On Insider Trading, SEC Fights Technology with Technology

New Securities and Exchange Commission chairman Jay Clayton came into his role with a reputation as a banking industry insider with a briefcase full of conflicts of interest and speculation that he would turn down the heat on enforcement activity. But we can say this much about the SEC in its early days under Clayton: it appears to be fighting the fight on insider trading. The latest evidence is the SEC’s detection of a profitable insider trading scheme led by a former Bank of America IT employee, who had tried to cover his tracks by using an encrypted-messaging app. He has already pleaded guilty.

This feather in the SEC’s cap gets added to another from July, when the SEC caught an MIT research scientist trading on confidential information about corporate deals he gleaned from his wife, a lawyer.
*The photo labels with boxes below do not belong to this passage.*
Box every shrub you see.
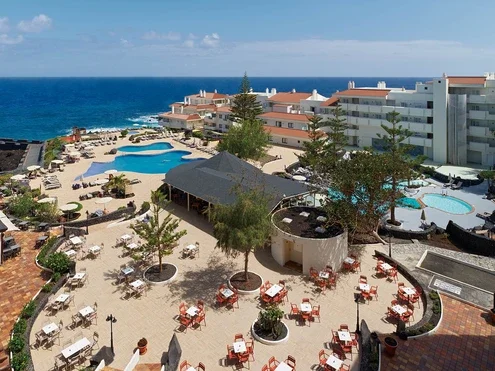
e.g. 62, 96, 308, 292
12, 318, 27, 335
140, 201, 151, 214
21, 300, 36, 318
41, 283, 53, 292
11, 352, 29, 371
9, 334, 25, 354
45, 252, 71, 274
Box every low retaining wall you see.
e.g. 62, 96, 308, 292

That scheme was embarrassingly clumsy; the perpetrator Googled the phrase “how SEC detects unusual trade” before executing his insider trades. The Bank of America employee, however, was not as ham-handed. He made its participants more than $5 million in profits across more than 30 corporate deals before getting caught. In one illustration of his relative sophistication, he communicated with an out-of-state tippee through an app that allowed him to send “encrypted, self-destructing messages,” according to the SEC complaint.

The SEC did not identify which specific app the bank employee used, but there’s no question that Signal and WhatsApp (both of which provide end-to-end encryption) have landed on the radar of financial watchdogs. The Financial Times recently noted that the FBI “is growing concerned that Wall Street traders are turning to encrypted apps to hide illicit communications from internal compliance programs and regulators.” Given that they have stymied terrorism investigations, it’s easy to imagine how these encryption tools could help disguise financial crimes.

At least in this instance, however, the SEC came out on top—and it did it by fighting technology with technology. It didn’t break the case open by discovering encrypted messages. Instead, the agency credited its Market Abuse Unit with successfully using “data analysis tools to detect suspicious patterns, such as improbably successful trading across different securities over time.” Ultimately, that analysis uncovered a large web of activity that included many tips by the BOA employee to the father of his girlfriend, who had been the treasurer of a financial services company.

For those worried that encryption technology could facilitate financial crimes, this prosecution provides hope that other technological tools—specifically, the analysis performed by the SEC’s Market Abuse Unit—will uncover them. And for those worried that the SEC might relax its oversight of insider trading on the watch of Commissioner Clayton, this prosecution provides one more reason to sleep easier.